Insights on findings from a study looking at the total cost of care of an infused multiple sclerosis drug, ocrelizumab.
Neil B. Minkoff, MD: Eric, you’re a chief pharmacy officer, right? Do you find challenges in trying to compare and contrast patient experience? That includes everything: direct cost, downstream cost, indirect cost, etc, on pharmacy drugs vs. medical benefit drugs. How do you address those challenges?
Eric Cannon, PharmD, FAMCP: That member experience is a critical thing. Any 1 of us who has had to enter into the health care system at some point in time has realized how complicated it is. That’s something that, if I look at the approach we’ve taken recently, especially around MS [multiple sclerosis], it is looking with the neurology department that exists within our organization and how we streamline that patient experience. What I don’t want is for the patient to go into a physician’s office and the physician to say, “The best drug for you is this infusion.” They infuse it, and they didn’t get a prior authorization. We deny it back to the provider, the provider tries to balance bill, we get involved and have an argument with the provider, and it goes back and forth.
In the meantime, there’s a patient with MS stuck in the middle of it, and they didn’t go to see the doctor because they were feeling great. They didn’t go to see the doctor because their MS wasn’t where it should be. They went to see the doctor because they felt crappy, and they got an exacerbation of their MS. The last thing they need is a health plan and a provider sitting on either side of them arguing about it. That’s what we’ve looked at to say that the experience a patient has is as critical as not only the drug we select, the amount they pay for their premium, or what their co-pay may be. It’s also about how we optimize that experience, how we make it seamless, and how we help them navigate through this. We’re far from there.
Don’t get me wrong when I say that I think we’ve nailed it, because I don’t think we’re even close to it. That needs to be a focus of ours as we go forward and as we work with providers to make sure that providers know the drugs that require prior authorization. Within the neurology came the neurology department. Neurology leadership needs to be involved. Throughout all this, as we look at the organizations where we work, that engagement of leadership is critical. You’ve got to bring them in. If I’m working directly with the neurologist, and the chief of neurology is telling that neurologist that they need to infuse more or do something different, then we just counteract each other. It is important to have leadership buy-in and to work together so that not only does the neurologist know, but their MA [medical assistant] and their physician assistant or whomever they work with in the office, can pull in that appropriate information and say, “Wait, we’ve got to stop and get a prior authorization on this.” That comprehensive approach and patient experience should be at the center of what we do.
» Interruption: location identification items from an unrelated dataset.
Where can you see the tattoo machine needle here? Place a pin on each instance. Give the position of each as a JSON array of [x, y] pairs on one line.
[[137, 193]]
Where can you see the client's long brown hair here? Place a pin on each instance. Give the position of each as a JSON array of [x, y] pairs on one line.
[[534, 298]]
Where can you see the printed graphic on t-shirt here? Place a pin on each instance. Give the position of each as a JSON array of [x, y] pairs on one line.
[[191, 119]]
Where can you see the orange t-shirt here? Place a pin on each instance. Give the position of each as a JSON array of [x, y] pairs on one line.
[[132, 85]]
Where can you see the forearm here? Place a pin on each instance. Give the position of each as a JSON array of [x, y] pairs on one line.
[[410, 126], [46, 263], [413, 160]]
Neil B. Minkoff, MD: I want to pull this in because this is relevant to what you’re talking about. There was a study trying to look at the overall cost of care and looking at the infused product. It’s a study by Gabriela Dieguez last year, and it was looking at not just the cost of a medication in MS but the downstream costs, the infusion costs, and so on. That was for ocrelizumab. Cheryl, I know that study was something you guys paid attention to. Could you talk about how you looked at the study and how that might have affected the way you look at the class?
Cheryl Larson: It’s 1 of the many—14 or 15—MS drugs on the market, and they brought it in at a lower cost. It’s a good product. You forget, from an employer perspective, about the total cost of care for some of these drugs. This was a good example: It might have been $65,000 from a WAC [wholesale acquisition cost] perspective per patient per year. It had to be administered under physician supervision, and they found that the average cost of administering that drug was over $100,000. Those are not always things that we’re thinking about. There’s some really positive this with that drug, but when you’re looking at total cost of care, it changes things.
There’s been a large shift from hospital and physician office administration to outpatient over the last 2 years, which has been increasing costs for employees and their family members as well as for employers. It’s because there are more administration fees and mark-ups that can be retained by the physician groups through the outpatient services vs. pharmacy or office administration. We believe that’s wasteful for the plans. I don’t know how there are doctors who are covering or they’re recommending the drug, but the payers—whether it’s the health plan or the employer—have to be looking at the cost in the end.
We talked earlier about self-injected drugs and some of the other drugs that are coming to the market that will hopefully address those problems. We tell this to pharmaceutical manufacturers that are bringing new drugs to the market all the time: “You have an opportunity to change the dynamic, the future before the government steps in and tells you what you can charge for something.” We’re hoping that, for the new drugs that are coming to market, they’re examining what the total cost of care will be because it matters.
Michael Fine, MD: Neil, I want to make 1 comment on that study. I agree with Cheryl that the infusion of these drugs oftentimes costs far more than the drug costs, but that’s because it’s being done at a site like a hospital, where the markup is egregious. If these drugs were reimbursed at the ASP [average sales price], they would be far less than even some of the self-administered drugs. The problem is that we don’t have an overlying system that controls the monopoly power that many hospitals and hospital systems have. That’s what’s driving up the cost of care, and we have to figure out how to address that.